ClinAlign: Scaling Healthcare Alignment from Clinician Preference
Shiwei Lyu, Xidong Wang, Lei Liu, Hao Zhu, Chaohe Zhang, Jian Wang, Jinjie Gu, Benyou Wang, Yue Shen
TL;DR
ClinAlign presents HealthRubrics, a physician-verified dataset of 7,034 preference examples, and HealthPrinciples, a taxonomy of 119 reusable principles, to enable scalable, rubric-grounded supervision for medical LLM alignment. The approach combines offline supervision with a principle-based data expansion and an inference-time tool that guides self-revision, achieving strong performance on HealthBench-Hard and Arena-Hard-v2 without increasing model size. Key findings show that expert-validated rubrics yield the largest gains, while principle rubrics provide competitive results through broader coverage, and that inference-time rubric guidance yields consistent improvements with diminishing returns.
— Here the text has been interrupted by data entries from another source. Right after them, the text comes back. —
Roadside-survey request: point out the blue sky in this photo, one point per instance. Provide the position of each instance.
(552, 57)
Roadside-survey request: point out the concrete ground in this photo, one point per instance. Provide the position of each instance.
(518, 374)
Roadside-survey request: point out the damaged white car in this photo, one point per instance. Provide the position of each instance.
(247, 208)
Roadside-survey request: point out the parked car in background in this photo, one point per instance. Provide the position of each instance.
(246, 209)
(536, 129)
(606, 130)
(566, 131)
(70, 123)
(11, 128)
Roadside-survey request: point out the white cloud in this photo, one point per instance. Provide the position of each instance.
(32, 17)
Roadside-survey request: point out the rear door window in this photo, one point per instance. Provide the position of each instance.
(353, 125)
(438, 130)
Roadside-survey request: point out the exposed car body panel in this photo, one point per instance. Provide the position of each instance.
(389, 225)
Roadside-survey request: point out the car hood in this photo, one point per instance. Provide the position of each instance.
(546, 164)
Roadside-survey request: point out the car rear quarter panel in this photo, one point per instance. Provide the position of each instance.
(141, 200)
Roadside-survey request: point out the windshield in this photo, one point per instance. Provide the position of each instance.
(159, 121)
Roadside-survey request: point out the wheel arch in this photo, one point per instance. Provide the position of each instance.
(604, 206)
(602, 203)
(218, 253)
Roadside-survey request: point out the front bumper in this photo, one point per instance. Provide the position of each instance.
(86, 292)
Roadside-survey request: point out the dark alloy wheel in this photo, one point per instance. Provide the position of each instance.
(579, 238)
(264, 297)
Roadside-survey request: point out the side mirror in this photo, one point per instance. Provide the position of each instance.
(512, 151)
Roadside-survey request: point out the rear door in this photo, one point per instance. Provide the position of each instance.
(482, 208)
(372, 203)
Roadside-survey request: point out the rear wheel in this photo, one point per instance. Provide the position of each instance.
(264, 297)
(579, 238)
The work provides a practical release of data, principles, and tooling to accelerate safe and reliable clinical AI development, while acknowledging limits in intrinsic reasoning and saturation of inference-time benefits.”
Abstract
Although large language models (LLMs) demonstrate expert-level medical knowledge, aligning their open-ended outputs with fine-grained clinician preferences remains challenging. Existing methods often rely on coarse objectives or unreliable automated judges that are weakly grounded in professional guidelines. We propose a two-stage framework to address this gap. First, we introduce HealthRubrics, a dataset of 7,034 physician-verified preference examples in which clinicians refine LLM-drafted rubrics to meet rigorous medical standards. Second, we distill these rubrics into HealthPrinciples: 119 broadly reusable, clinically grounded principles organized by clinical dimensions, enabling scalable supervision beyond manual annotation. We use HealthPrinciples for (1) offline alignment by synthesizing rubrics for unlabeled queries and (2) an inference-time tool for guided self-revision. A 30B parameter model that activates only 3B parameters at inference trained with our framework achieves 33.4% on HealthBench-Hard, outperforming much larger models including Deepseek-R1 and o3, establishing a resource-efficient baseline for clinical alignment.